6 A. 201 | N.H. | 1886
The fraudulent purchase of the goods by Nellie Davis entitled the plaintiffs to rescind the contract of sale and recover them as their own by an action of replevin, or their value by an action of trover. The same right existed in favor of the plaintiffs against the defendants, who purchased and took the goods of the fraudulent vendee, unless the purchase was made in good faith by the defendants' relying on their vendor's apparent title, with no notice of the fraud, and for a valuable consideration paid at the time. Bradley v. Obear,
The vendee of the goods had title and possession, and, before the contract was avoided for fraud, could make to an innocent purchaser for value a sale in which he would be protected against the claim of the first vendor. Benj. Sales, ss. 648, 649; Kingsbury v. Smith and Farley v. Lincoln, supra. The consideration for the defendants' purchase was an antecedent debt claimed to be due them from the plaintiffs' vendee, and the plaintiffs claim that the purchase, for that reason, was not one for value.
The defendants at the time of the sale to them paid nothing.
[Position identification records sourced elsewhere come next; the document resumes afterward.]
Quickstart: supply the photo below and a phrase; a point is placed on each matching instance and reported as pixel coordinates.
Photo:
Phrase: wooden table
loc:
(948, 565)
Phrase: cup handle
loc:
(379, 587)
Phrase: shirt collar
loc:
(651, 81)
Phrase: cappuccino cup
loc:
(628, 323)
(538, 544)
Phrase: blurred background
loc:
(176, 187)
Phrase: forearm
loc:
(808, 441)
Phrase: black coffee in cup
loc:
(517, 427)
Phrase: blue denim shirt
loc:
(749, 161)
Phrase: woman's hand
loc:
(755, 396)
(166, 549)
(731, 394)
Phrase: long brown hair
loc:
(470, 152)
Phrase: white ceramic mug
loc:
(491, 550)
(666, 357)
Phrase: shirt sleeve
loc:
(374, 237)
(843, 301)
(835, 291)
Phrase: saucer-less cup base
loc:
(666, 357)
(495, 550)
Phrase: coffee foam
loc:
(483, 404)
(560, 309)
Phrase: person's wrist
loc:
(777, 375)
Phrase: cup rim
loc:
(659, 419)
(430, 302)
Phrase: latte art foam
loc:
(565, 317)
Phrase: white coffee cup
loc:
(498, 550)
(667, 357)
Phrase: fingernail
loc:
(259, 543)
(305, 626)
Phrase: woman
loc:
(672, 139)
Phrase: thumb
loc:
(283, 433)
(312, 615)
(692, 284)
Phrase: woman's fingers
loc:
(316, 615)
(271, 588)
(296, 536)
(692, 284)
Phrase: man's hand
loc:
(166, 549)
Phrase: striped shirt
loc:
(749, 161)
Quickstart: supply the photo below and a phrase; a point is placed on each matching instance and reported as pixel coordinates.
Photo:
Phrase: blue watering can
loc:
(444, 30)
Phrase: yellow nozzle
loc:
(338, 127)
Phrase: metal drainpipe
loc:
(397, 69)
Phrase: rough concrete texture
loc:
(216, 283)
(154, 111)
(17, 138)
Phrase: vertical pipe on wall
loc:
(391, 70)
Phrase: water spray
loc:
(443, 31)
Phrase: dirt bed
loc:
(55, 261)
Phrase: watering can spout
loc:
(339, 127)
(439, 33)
They received the goods in satisfaction of what they had before paid, and not upon the strength of any new consideration or value then parted with. The right thus acquired was not, in equity, superior to the plaintiffs' right of reclaiming the goods for fraud in the sale, and the advantage the defendants gained by their transaction could not equitably be retained against the plaintiffs. If of the two innocent parties the plaintiffs clothed the fraudulent vendor with title and possession of the goods, on the strength of which she could, until the contract was avoided, sell to the defendants, they do not suffer by the plaintiffs' rescission of the contract of sale and recapture of the goods; for, to the extent of the value of the goods retaken, the debt which the vendee attempted to pay to the defendants would not be discharged, and to that extent they are left in the position they were in before the transaction. By the plaintiffs' recapture of their goods the defendants lose nothing which they are entitled to retain.
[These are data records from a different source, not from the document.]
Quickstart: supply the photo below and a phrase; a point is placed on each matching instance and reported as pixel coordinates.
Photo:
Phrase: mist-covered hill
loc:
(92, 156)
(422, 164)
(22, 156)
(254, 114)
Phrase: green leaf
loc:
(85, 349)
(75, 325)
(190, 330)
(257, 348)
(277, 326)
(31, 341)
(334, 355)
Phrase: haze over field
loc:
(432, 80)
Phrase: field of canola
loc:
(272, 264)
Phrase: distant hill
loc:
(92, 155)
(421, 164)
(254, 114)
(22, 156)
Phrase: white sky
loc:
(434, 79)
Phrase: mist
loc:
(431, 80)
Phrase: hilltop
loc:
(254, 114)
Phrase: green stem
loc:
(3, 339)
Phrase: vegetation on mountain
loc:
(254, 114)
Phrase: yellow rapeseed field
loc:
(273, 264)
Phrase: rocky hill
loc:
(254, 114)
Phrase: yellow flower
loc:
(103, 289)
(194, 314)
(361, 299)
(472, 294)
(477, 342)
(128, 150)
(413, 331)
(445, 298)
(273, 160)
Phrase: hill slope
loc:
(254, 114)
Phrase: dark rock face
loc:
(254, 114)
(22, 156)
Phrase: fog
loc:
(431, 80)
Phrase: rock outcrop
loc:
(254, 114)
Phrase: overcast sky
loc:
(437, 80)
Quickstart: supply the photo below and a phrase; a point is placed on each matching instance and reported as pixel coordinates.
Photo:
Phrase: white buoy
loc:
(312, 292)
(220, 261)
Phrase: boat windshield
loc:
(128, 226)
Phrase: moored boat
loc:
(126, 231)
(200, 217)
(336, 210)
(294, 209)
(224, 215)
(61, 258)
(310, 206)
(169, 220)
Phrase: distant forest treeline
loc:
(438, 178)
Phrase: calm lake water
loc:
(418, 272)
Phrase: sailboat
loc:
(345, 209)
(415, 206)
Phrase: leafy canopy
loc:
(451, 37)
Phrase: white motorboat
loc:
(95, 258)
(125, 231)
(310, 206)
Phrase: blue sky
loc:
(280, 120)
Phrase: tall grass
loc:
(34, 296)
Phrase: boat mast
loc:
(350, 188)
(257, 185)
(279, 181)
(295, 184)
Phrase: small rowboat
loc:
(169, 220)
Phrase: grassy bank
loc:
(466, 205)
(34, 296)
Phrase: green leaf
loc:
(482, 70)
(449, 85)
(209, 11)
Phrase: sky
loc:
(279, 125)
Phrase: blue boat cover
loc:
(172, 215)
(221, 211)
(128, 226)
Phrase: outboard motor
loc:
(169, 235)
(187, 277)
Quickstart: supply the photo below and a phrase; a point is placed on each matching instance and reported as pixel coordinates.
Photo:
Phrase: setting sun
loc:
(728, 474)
In Kingsbury v. Smith, supra, the consideration for the sale of the property, of which a title was fraudulently obtained, was a debt due the purchaser and an overcoat delivered at the time, and upon the ground that the purchaser took the property in good faith, without notice of the fraud, and that the overcoat was a sufficient consideration for the purchase, the decision was that the purchaser was protected in his claim against that of the original vendor. It was not decided that the discharge of the debt made the purchase bona fide, and one for value; and there is nothing in the opinion which shows that had the debt been the sole consideration the decision would not have been in favor of the defrauded vendor.
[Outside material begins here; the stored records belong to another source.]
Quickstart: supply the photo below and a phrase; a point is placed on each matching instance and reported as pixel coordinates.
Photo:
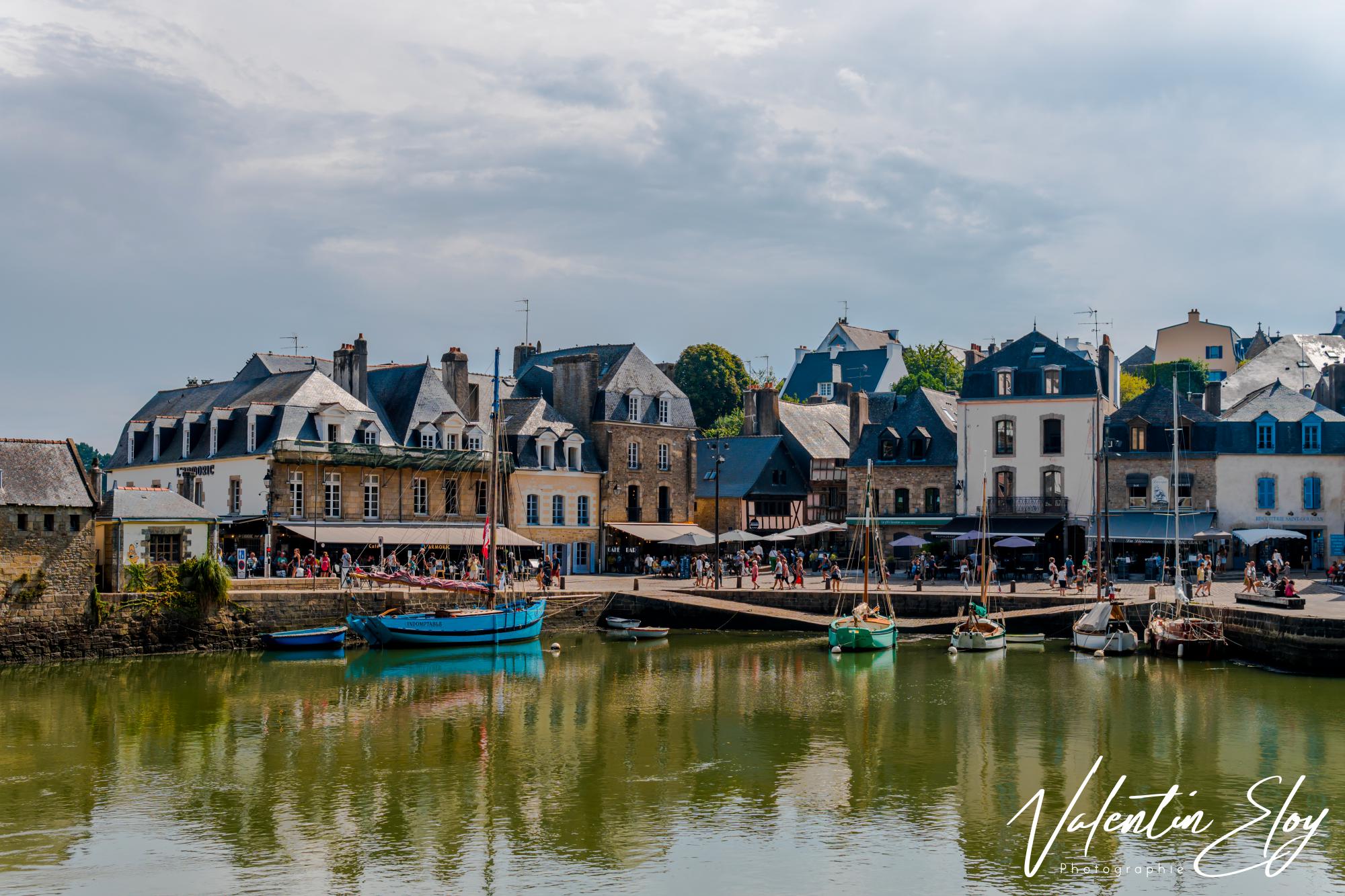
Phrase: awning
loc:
(427, 534)
(658, 532)
(1148, 525)
(1026, 526)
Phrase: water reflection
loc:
(653, 766)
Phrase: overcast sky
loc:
(184, 184)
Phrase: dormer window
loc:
(1051, 381)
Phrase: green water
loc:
(705, 763)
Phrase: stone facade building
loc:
(913, 442)
(46, 532)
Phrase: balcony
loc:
(1055, 506)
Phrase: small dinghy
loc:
(1026, 639)
(306, 638)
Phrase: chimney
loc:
(523, 353)
(575, 389)
(1215, 397)
(350, 368)
(453, 368)
(769, 411)
(1106, 361)
(859, 416)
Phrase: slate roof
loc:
(1156, 407)
(42, 474)
(820, 431)
(1280, 401)
(935, 412)
(150, 503)
(1079, 376)
(622, 369)
(746, 471)
(525, 419)
(1281, 362)
(1141, 358)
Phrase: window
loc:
(1004, 436)
(1051, 438)
(1312, 438)
(332, 495)
(297, 494)
(165, 549)
(1312, 493)
(371, 495)
(931, 501)
(1265, 436)
(1266, 493)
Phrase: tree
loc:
(88, 452)
(930, 368)
(714, 378)
(727, 425)
(1132, 386)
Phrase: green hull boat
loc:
(847, 635)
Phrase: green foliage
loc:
(714, 378)
(1132, 386)
(930, 368)
(727, 425)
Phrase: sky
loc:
(185, 184)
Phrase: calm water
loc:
(707, 763)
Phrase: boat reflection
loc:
(524, 659)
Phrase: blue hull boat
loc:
(509, 623)
(328, 638)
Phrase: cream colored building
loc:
(1199, 339)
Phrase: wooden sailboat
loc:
(1174, 628)
(866, 627)
(497, 623)
(977, 630)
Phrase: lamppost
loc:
(719, 448)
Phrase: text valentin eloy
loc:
(1285, 838)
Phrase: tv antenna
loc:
(528, 315)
In other jurisdictions it has been decided that the purchaser of goods from a fraudulent vendee cannot maintain his claim to the goods against the right of the original vendor, as that of a bona fide purchaser for value, when the consideration of his purchase is merely the discharge of an antecedent debt. Barnard v. Campbell,
According to the terms of the agreed case, the cause must stand for trial.
Case discharged.
BINGHAM, J., did not sit: the others concurred.